If the son of David also calls him Lord, how does this work? The Messiah is in fact both! Jesus is trying to open their eyes to look beyond their futile hope for an earthly political deliverer. The earthly Kings had always eventually failed in the past. Even those like the great King David don’t last forever. This time God was sending a King who was both a human descendant of David, and from God, conceived by the Holy Spirit. One who was going to deliver them in an entirely unexpected way.
Jesus is still answering their initial question on whose authority he was acting under…His authority comes from God himself. Jesus is the Messiah, but they can’t or perhaps choose not to see it. They refuse to acknowledge and believe even though the testimony of Jesus’ works and words are so powerful.
Like the Sadducees previously, the Pharisees are now silenced.
“No one could say a word in reply, and from that day on no one dared to ask him anymore questions.”
Instead, what did they do? They went away to plot Jesus’ death in the hope to silence him forever.
The Pharisees blinded their eyes to the truth and willfully turned away from the one who came to deliver them from death for all time.
There are so many out in our world, among our literal neighbours, our families and friends who are also blind to the wonderful truth. Some having chosen to turn away, many others ignorant, those who haven’t had the opportunity to hear the good news Jesus brings. At the ministry leaders conference last week, we were looking at some of the National Church Life Survey figures, and did you know that 49% of people believe that Jesus lived, but many like those Pharisees, don’t believe that he was also the Son of God. We have an opening to talk and listen to them about their understanding of Jesus, and then share our faith in him.

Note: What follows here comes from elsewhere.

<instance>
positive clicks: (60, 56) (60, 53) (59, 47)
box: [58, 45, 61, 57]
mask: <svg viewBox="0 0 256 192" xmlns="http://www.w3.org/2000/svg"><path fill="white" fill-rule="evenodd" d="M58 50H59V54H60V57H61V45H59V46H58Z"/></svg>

To tell them about God’s great love and grace and mercy is one way we can be loving them!
We show our love for God and others in actions and words. And praying that their eyes would be open and their hearts turn and receive God’s love. We can pray this for our nearest and dearest, but also for those suffering in war and disaster, that they would reach out, seek God and find that he is near and longs to fill them with his love and comfort in the midst of their distress, that he can offer hope and peace that the world cannot give.
So, as we finish this section of Matthew having looked at 3 of Jesus’ parables and responses to the religious leaders about who he is, let us also be astonished and amazed at his teaching, as they were. But let us also respond to act on his teaching. Do we accept Jesus as Lord, do we love God with our whole being and love others with our thoughts and prayers, words and actions?
Let’s pray:
Jesus help us listen and follow your teaching. Open our eyes to see who you are, that we might love you fully, worshipping you with our whole lives and loving others unconditionally and with kindness as you love us. Give us faith and courage to share the good news message that you are the Messiah, come to deliver all people that they may receive your amazing grace whatever their circumstances and live with hope today and for all eternity. In the name of Jesus, the son of David, the son of God. Amen.